Хавчик фореве... (Коваленко) - страница 12

больным ребенком, и вы предлагаете бросить его?

— А при чем здесь я?! Это, если говорить вашим метафорическим языком, ваш ребенок. А у меня есть живой свой, и мне он дороже всех ваших искусств, и этот ребенок хочет есть.

— Есть! Вам бы только о еде и думать. Вспомните, часто вы уделяете время своему живому, если выражаться вашим простым языком, ребенку? Вы даже в выходные предпочитаете лишний часок поспать, чем провести время с вашей дочерью.

— Я устаю на работе.

— А ребенку на это чихать!

— Я зарабатываю деньги.

— А ребенку нужна мать.

— Вот вы и работайте, чтобы у ребенка была мать! А раз вы сидите дома, то и будьте ему и отцом, и матерью, хотя какой из вас отец. Алкоголик! Чему вы можете научить вашу дочь!
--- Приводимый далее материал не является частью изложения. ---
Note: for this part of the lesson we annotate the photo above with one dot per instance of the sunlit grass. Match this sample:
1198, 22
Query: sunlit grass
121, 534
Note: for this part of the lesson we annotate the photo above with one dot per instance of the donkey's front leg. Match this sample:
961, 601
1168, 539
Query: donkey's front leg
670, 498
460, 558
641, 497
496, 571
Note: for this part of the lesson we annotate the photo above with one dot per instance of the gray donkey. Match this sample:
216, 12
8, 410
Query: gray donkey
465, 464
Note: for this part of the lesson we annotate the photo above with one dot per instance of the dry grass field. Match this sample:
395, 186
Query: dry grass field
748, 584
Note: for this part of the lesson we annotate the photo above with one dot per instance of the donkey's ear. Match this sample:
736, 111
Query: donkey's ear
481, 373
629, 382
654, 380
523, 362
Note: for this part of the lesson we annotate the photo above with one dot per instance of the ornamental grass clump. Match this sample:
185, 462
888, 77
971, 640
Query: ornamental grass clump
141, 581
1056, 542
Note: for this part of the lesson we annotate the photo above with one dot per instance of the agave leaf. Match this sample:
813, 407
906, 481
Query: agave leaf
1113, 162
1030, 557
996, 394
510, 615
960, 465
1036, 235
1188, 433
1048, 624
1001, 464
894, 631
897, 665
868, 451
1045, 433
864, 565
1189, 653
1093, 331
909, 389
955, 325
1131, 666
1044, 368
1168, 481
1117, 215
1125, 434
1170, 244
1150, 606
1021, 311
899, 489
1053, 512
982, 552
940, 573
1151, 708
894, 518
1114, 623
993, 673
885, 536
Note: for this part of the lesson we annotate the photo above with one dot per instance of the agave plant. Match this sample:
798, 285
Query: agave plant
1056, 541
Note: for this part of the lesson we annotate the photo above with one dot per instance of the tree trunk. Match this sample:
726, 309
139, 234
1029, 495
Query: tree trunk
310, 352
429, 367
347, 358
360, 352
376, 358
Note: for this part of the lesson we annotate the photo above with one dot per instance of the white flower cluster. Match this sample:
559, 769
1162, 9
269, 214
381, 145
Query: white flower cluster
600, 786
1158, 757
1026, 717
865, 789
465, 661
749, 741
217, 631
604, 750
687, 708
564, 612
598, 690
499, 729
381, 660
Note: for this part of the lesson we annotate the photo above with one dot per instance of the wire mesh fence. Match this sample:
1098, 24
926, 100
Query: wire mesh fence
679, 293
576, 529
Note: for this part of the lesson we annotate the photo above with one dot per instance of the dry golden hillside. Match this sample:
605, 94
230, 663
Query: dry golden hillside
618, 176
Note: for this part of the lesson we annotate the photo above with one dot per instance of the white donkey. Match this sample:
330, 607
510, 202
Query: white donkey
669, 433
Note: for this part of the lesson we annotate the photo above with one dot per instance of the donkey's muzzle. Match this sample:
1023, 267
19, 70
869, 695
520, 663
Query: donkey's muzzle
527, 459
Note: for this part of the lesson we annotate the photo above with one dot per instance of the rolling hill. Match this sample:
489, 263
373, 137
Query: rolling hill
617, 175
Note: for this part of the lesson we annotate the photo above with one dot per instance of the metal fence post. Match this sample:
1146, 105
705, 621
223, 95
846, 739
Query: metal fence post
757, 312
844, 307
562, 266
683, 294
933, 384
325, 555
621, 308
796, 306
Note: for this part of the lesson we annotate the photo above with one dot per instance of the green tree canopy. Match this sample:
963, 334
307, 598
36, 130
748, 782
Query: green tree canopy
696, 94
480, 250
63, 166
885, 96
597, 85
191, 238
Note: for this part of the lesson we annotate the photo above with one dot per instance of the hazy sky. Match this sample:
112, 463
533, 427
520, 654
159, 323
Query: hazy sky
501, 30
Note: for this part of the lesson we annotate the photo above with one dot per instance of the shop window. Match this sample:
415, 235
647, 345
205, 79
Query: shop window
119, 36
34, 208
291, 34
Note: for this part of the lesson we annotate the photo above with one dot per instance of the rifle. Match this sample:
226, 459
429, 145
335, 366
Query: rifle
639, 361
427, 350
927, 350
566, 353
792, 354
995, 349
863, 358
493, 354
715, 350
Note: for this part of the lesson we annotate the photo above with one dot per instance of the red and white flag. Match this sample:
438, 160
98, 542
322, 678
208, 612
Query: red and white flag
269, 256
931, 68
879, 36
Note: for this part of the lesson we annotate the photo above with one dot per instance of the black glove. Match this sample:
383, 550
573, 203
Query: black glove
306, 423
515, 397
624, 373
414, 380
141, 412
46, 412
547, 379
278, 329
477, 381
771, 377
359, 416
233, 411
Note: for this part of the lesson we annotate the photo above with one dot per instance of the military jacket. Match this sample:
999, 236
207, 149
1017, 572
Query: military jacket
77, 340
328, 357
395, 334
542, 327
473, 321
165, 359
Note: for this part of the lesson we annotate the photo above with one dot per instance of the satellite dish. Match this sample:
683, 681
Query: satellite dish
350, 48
— Ах вот оно как! Это значит: вы целыми днями гуляете с ней и рассказываете, почему встает солнце и почему трава зеленая; это значит: вы перед сном читаете ей сказки; это значит: вы каждодневно придумываете для нее занимательные игры?

— Я работаю, — не выдержала Маша. — Если бы работали вы, всем этим занималась бы я.

И тут случилось то, от чего все окаменели. Женечка, все это время стоявшая в стороне, где играли собаки, вдруг подошла к нам, встала между мамой и папой и негромко произнесла:

— Не ссорьтесь, пожалуйста. Я знаю, что мы бедненькие, и денюжек у нас нету. Не ссорьтесь, пожалуйста. — Сказав это, она так же незаметно вернулась к собакам.

Удивительно, но после этого Маша дала Морозову денег на чекушку. Странная женщина. Впрочем, как и сам Морозов. Я помирился с ним на другой же день, пришел к нему с бутылкой, и мы помирились; точнее, он даже не вспомнил о вчерашнем, и все пошло так, как было.


Сейчас мне даже неприятно об этом вспоминать.

Как раз две недели назад, в субботу утром, сразу после школы, я отправился к Морозову. Уже неделю я не виделся с ним. Всю неделю, каждый вечер я встречался с Оленькой. Не знаю, что с ней случилось, но в один прекрасный день она стала ко мне до неожиданного ласкова и внимательна. Впрочем, она и раньше была ко мне ласкова и внимательна, но в ту неделю как-то особенно — по-настоящему ласкова. Целыми вечерами, как подростки, мы жались по подъездам, целовались; всякий раз я уговаривал ее пойти ко мне, она решительно отказывалась. И в пятницу, когда мы, уже неизвестно в какой раз забежав в подъезд, целовались и обнимались, как одержимые… все и случилось. Случилось даже для меня неожиданно — чего-чего, а такой внезапной инициативы я от Оленьки не ждал.

Мы вышли из подъезда, ни слова не говоря, лишь изредка бросая друг на друга странные, многозначительные взгляды. Крепко держась за руки, вдруг резко обнялись, поцеловались и, вновь долгое время не глядя друг на друга, дошли до перекрестка. Я был совершенно уверен, что мы идем ко мне. Оленька вдруг посмотрела на меня и сказала: «Ну все, я пойду, не провожай меня, я хочу побыть одна». Я растерялся. Наконец, запинаясь, заикаясь, понес что ни попадя, чуть ли не через каждое слово говоря «Люблю».